The alleged illegality of the decision therefore does not exist. The proceedings also did not reveal that the decision was illegal for other reasons not asserted. Since the contested decision is therefore not illegal within the meaning of Art. 130 Para. 1 Z 1 B-VG, the complaint had to be dismissed. The alleged illegality of the decision therefore does not exist. The proceedings also did not reveal that the decision was unlawful for other reasons that were not asserted. Since the contested decision is therefore not unlawful within the meaning of Article 130, Paragraph 1, Item 1, B-VG, the appeal was dismissed.

3.5. According to Section 24, Paragraph 4, VwGVG, an oral hearing was not necessary. In the present case, the oral discussion does not lead to any further clarification of the legal matter. The need to hold a hearing is also not apparent with regard to Article 6, Paragraph 1, ECHR and Article 47, GRC. The facts relevant to the decision have been clarified here. According to the case law of the ECtHR, an oral hearing is not required to resolve legal questions. The ECHR and GRC do not prevent an oral hearing from being held here. 3.5. According to Section 24, Paragraph 4, VwGVG, an oral hearing was not necessary. In the present case, the oral discussion does not lead to any further clarification of the legal matter. The need to hold a hearing is also not apparent with regard to Article 6, paragraph one, ECHR and Article 47, CFR. The facts relevant to the decision have been clarified here. In accordance with the case law of the ECHR, an oral hearing is not required to resolve legal questions. The ECHR and CFR do not prevent an oral hearing from being held here.

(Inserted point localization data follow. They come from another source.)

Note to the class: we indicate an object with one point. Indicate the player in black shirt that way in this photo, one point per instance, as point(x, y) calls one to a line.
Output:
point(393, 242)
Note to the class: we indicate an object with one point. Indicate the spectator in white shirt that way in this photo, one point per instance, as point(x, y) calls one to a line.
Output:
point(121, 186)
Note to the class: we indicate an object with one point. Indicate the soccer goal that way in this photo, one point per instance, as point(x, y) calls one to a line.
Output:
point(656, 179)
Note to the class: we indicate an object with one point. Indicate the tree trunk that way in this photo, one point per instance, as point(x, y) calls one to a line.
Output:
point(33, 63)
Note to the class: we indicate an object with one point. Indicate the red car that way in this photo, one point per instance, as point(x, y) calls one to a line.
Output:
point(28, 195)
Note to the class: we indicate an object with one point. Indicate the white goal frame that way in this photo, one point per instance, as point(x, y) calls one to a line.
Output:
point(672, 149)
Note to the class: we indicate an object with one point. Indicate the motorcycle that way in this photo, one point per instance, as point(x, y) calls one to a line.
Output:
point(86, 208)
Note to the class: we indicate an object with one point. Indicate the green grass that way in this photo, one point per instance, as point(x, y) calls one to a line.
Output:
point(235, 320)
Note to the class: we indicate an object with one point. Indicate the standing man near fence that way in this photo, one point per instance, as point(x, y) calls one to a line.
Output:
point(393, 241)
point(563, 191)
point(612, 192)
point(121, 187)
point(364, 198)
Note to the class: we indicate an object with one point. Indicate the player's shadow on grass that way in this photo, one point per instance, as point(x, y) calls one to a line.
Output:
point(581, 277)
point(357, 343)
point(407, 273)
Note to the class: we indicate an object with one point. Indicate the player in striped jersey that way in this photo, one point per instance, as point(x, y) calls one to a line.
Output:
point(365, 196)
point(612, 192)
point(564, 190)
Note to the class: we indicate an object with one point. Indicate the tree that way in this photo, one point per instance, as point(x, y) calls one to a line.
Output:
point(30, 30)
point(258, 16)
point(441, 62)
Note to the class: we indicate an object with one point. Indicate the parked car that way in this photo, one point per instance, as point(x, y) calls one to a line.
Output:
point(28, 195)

On B) Inadmissibility of the appeal:

According to Section 25a, paragraph 1 VwGG, the administrative court must state in its ruling or decision whether the appeal is admissible in accordance with Article 133, paragraph 4 B-VG. The ruling must be briefly justified. According to Section 25a, paragraph one, VwGG, the administrative court must state in its ruling or decision whether the appeal is admissible in accordance with Article 133, paragraph 4 B-VG. The ruling must be briefly justified.

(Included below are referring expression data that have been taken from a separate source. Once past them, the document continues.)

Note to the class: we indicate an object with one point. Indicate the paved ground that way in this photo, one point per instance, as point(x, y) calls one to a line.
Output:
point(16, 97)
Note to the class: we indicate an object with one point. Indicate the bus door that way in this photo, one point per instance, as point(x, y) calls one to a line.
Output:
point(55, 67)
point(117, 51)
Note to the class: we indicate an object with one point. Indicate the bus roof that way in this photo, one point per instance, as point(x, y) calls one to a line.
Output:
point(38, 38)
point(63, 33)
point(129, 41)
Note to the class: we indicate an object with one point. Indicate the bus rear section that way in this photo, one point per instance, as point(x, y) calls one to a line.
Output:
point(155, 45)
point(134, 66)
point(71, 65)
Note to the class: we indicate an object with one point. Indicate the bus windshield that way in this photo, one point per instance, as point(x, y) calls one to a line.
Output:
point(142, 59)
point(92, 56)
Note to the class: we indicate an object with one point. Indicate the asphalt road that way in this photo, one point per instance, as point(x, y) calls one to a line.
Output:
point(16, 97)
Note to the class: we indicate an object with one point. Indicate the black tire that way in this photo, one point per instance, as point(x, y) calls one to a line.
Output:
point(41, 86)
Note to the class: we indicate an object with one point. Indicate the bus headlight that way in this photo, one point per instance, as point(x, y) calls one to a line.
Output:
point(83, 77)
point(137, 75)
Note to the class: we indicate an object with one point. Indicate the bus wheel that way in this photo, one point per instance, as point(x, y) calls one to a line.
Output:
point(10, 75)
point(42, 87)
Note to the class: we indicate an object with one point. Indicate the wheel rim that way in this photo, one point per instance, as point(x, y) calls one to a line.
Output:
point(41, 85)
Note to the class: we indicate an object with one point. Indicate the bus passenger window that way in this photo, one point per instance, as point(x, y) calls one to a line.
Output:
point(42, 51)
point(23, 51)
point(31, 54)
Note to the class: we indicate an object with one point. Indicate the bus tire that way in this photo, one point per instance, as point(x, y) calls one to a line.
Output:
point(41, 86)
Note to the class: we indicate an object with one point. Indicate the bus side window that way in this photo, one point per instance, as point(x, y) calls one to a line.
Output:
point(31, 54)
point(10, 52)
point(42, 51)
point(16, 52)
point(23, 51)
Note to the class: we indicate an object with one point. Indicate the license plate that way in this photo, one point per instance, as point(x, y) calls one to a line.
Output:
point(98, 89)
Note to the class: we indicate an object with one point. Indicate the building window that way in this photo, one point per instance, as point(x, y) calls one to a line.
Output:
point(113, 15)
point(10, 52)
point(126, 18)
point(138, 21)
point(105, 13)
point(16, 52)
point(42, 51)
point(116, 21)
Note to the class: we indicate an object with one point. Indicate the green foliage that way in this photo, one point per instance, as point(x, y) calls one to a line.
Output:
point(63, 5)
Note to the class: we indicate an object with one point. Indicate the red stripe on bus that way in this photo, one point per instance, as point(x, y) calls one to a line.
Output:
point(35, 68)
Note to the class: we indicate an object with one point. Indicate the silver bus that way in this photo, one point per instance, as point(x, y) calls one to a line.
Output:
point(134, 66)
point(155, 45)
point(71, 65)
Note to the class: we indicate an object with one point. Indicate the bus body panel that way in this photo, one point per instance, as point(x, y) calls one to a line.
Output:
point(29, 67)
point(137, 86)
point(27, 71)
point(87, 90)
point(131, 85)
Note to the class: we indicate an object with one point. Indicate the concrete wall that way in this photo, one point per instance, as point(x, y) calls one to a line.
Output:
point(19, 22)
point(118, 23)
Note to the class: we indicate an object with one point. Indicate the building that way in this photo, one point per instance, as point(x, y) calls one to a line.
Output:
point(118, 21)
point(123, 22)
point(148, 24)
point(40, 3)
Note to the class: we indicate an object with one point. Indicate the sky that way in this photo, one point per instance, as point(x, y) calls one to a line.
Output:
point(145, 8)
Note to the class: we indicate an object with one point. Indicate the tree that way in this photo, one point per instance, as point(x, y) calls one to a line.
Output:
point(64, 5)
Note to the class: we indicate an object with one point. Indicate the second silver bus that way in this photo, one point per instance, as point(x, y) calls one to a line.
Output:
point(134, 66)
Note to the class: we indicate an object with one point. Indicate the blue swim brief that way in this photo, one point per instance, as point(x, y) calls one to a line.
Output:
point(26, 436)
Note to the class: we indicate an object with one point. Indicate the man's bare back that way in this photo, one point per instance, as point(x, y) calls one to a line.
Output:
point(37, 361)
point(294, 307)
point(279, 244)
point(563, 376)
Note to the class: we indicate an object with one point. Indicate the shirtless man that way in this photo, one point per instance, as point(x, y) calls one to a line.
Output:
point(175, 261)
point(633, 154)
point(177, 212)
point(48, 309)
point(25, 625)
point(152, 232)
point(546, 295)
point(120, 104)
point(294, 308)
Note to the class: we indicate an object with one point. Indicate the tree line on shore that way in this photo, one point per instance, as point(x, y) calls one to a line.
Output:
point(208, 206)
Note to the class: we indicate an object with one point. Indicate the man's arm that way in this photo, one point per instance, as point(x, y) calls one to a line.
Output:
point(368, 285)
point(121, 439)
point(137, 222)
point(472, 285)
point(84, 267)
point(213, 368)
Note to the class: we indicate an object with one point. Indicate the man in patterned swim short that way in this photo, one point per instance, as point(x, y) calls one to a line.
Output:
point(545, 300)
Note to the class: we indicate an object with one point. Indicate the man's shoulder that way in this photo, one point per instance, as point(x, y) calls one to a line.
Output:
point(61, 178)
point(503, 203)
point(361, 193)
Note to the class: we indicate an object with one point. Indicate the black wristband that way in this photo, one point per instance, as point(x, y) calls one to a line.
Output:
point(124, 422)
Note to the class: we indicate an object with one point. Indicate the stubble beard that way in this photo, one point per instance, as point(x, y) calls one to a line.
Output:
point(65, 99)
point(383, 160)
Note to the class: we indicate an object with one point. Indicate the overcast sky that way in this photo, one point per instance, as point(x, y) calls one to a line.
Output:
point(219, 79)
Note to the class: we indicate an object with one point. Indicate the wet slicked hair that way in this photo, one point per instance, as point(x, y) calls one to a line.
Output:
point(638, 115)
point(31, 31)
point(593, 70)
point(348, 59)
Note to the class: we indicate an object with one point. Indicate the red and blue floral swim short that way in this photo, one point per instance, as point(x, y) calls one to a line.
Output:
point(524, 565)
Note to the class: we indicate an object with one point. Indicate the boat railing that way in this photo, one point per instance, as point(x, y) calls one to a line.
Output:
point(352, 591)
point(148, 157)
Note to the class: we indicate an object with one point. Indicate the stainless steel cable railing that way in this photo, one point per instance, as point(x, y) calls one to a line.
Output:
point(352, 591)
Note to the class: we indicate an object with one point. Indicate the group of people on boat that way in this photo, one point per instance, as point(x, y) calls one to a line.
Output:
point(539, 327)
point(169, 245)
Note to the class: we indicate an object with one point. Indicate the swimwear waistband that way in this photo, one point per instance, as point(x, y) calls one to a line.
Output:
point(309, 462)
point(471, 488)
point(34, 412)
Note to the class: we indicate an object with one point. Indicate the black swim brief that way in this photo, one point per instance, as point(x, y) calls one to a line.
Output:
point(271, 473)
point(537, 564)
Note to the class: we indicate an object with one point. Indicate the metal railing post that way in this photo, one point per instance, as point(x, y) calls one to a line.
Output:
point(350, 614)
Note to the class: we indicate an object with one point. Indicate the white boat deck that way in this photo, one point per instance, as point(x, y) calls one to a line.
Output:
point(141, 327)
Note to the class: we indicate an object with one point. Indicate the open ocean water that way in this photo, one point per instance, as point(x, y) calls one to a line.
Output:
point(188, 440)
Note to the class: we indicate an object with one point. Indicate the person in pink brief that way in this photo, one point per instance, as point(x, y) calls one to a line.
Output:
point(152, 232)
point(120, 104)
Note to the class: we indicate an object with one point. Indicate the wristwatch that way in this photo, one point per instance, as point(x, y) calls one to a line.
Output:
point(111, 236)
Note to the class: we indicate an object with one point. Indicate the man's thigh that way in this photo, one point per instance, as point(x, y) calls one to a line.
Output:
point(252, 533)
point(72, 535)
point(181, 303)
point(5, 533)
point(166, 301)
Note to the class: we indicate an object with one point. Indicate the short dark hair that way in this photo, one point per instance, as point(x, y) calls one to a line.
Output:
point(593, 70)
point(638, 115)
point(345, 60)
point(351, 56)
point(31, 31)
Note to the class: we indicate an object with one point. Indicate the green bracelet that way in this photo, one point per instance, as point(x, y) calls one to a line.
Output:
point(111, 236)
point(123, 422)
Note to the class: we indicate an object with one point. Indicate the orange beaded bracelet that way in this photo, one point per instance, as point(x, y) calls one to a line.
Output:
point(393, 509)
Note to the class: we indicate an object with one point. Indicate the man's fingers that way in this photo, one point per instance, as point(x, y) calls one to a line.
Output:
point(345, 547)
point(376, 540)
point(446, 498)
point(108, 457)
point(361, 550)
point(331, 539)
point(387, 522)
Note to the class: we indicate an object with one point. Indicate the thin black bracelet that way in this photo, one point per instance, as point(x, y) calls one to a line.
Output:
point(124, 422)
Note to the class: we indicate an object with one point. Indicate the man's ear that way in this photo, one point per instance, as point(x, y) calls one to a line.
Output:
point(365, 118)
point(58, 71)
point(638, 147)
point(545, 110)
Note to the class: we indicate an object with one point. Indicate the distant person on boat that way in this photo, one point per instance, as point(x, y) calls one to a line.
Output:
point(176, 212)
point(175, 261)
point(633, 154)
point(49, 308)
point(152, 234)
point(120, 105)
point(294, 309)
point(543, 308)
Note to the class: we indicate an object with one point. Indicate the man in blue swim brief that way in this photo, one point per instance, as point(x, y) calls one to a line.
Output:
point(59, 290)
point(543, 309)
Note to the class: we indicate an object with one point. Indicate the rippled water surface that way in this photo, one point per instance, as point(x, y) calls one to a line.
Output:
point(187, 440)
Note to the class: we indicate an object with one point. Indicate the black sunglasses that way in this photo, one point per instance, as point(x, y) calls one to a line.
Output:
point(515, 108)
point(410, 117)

The appeal is not admissible according to Article 133, Paragraph 4 of the Federal Constitutional Law because the decision does not depend on the solution of a legal question that is of fundamental importance. The decision in question does not deviate from the previous case law of the Administrative Court, nor is there any case law missing; furthermore, the current case law of the Administrative Court cannot be judged as inconsistent. There are also no other indications of the fundamental importance of the legal question to be resolved.The appeal is not admissible according to Article 133, Paragraph 4 of the Federal Constitutional Law because the decision does not depend on the solution of a legal question that is of fundamental importance. The decision in question does not deviate from the previous case law of the Administrative Court, nor is there any case law missing; furthermore, the current case law of the Administrative Court cannot be judged as inconsistent. There are also no other indications of the fundamental importance of the legal question to be resolved.